Mon père était fier de ma mère qui parlait un excellent italien. Pourtant, je ne l'ai jamais entendu parler italien. Ça fait partie de mes regrets.

Mon grand-père, Leonardo Tassitano, n'a pas été à Petawawa. Il vivait à La Tuque, où il a travaillé pour une usine de pâtes et papier, la Brown Corporation. J'ignore si, lui aussi, avait honte d'être Italien, mais quand ses patrons l'ont appelé «Spain» parce qu'il avait l'air d'un Espagnol et que Tassitano était trop difficile à prononcer, il n'a pas protesté. «Spain» est resté, Tassitano s'est effacé.

Quand on me demande le nom de ma mère, je ne sais jamais quoi répondre. Josephina Tassitano? Joséphine Spain? Ou Josée Ouimet?

Ma mère était une bonne cuisinière. Quand ses filles sont devenues de jeunes adultes, elle a troqué le steak et les patates pilées contre les aubergines farcies. Elle a même fait ses propres pâtes. Plus tard, beaucoup plus tard, elle a tout mélangé, les patates, les aubergines et le steak, dans une bouillie indigeste. Comme ses souvenirs. Tout mélangés. Oubliés. Ça s'appelle l'Alzheimer.

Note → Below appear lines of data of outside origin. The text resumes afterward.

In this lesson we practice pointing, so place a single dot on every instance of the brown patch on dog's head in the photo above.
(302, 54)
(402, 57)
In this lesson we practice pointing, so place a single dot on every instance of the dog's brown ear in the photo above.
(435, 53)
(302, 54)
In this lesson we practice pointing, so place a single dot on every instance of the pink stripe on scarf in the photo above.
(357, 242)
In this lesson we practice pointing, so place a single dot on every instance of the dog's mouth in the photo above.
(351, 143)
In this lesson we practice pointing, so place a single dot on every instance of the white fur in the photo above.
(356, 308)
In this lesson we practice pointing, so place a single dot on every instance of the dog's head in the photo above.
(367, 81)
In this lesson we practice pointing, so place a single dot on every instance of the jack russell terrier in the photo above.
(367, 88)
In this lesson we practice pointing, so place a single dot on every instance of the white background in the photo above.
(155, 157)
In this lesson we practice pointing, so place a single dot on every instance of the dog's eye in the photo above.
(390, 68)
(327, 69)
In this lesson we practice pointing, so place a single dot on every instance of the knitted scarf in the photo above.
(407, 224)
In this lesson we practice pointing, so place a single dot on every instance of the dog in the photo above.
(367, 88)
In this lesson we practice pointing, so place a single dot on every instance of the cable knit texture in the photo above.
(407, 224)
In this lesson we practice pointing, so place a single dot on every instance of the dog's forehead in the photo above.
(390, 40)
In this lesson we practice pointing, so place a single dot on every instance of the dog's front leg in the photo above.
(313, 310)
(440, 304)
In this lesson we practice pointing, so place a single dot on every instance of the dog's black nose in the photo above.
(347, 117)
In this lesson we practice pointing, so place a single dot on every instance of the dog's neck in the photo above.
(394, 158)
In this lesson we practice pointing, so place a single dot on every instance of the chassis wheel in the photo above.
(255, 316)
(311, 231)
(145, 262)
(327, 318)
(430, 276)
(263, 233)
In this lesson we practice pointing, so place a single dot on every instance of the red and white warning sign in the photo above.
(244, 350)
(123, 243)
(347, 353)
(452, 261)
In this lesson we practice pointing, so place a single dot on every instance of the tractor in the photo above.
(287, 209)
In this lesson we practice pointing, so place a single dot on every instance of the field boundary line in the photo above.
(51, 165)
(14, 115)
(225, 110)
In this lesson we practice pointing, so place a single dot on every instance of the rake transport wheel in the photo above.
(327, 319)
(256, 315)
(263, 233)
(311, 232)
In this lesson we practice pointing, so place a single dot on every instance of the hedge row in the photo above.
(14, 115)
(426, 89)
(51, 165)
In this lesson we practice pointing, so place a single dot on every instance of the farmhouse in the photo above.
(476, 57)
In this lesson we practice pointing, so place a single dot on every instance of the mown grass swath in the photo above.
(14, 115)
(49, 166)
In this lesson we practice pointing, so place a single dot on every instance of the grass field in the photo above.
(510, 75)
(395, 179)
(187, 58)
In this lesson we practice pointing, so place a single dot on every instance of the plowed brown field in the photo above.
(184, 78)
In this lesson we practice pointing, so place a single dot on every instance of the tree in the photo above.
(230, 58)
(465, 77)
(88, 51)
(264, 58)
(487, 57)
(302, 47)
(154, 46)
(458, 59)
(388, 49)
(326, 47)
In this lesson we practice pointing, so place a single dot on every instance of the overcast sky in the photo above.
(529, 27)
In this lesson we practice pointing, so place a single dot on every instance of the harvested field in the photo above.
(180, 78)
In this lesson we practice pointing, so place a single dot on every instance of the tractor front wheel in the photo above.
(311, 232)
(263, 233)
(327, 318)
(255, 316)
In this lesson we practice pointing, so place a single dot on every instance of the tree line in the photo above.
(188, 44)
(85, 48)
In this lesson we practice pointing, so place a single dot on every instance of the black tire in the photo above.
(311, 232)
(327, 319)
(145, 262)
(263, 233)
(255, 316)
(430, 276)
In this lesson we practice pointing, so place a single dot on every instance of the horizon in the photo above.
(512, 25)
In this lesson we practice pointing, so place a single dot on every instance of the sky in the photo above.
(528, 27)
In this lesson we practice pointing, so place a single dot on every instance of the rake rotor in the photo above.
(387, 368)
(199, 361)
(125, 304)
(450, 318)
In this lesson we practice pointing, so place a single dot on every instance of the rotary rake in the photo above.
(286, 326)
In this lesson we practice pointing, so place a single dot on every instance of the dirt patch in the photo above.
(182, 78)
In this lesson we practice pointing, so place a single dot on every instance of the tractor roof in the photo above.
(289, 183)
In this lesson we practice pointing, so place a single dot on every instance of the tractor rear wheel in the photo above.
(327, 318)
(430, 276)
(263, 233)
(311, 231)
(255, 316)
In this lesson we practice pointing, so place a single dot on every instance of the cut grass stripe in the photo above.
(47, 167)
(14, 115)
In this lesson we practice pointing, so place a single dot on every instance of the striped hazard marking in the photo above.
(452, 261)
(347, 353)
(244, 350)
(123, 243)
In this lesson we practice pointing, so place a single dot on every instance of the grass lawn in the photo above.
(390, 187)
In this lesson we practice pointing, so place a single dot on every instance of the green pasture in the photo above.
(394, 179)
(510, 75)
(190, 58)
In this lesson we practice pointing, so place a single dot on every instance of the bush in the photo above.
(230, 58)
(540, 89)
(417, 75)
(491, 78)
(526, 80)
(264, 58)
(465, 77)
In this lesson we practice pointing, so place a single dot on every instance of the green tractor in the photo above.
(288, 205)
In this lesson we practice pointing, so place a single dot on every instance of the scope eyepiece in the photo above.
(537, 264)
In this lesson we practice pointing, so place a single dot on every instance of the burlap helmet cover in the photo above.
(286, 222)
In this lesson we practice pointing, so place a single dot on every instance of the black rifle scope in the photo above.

J'aimerais tellement poser des questions à ma mère. Pourquoi cet effacement? Pourquoi disparaître? Pourquoi vouloir s'intégrer à tout prix? Pourquoi renier tous les signes - ostentatoires ou non - de sa culture? Pour être acceptée? Mais il est trop tard pour obtenir des réponses.

Tout ce qu'il me reste de mes racines italiennes, c'est un trou. Un trou vaguement honteux. Non pas la honte de Sylvie Laliberté, mais la honte d'avoir ignoré la culture de ma mère, la honte de ne pas parler italien, la honte d'avoir lâchement tourné le dos à l'Italie qui dormait à l'intérieur de ma mère.

Ma mère a fait du "bon" travail: je ne parle pas italien, j'achète ma sauce à spaghetti au supermarché et j'ai voté pour le Bloc et le Parti québécois pendant des années. Je ne suis pas Italienne, juste une Québécoise devenue pure laine «grâce» au travail d'assimilation de ma mère.

C'est Bernard Drainville qui va être content, j'imagine.

*Sylvie Laliberté, Quand j'étais Italienne, éditions Somme toute, 2013.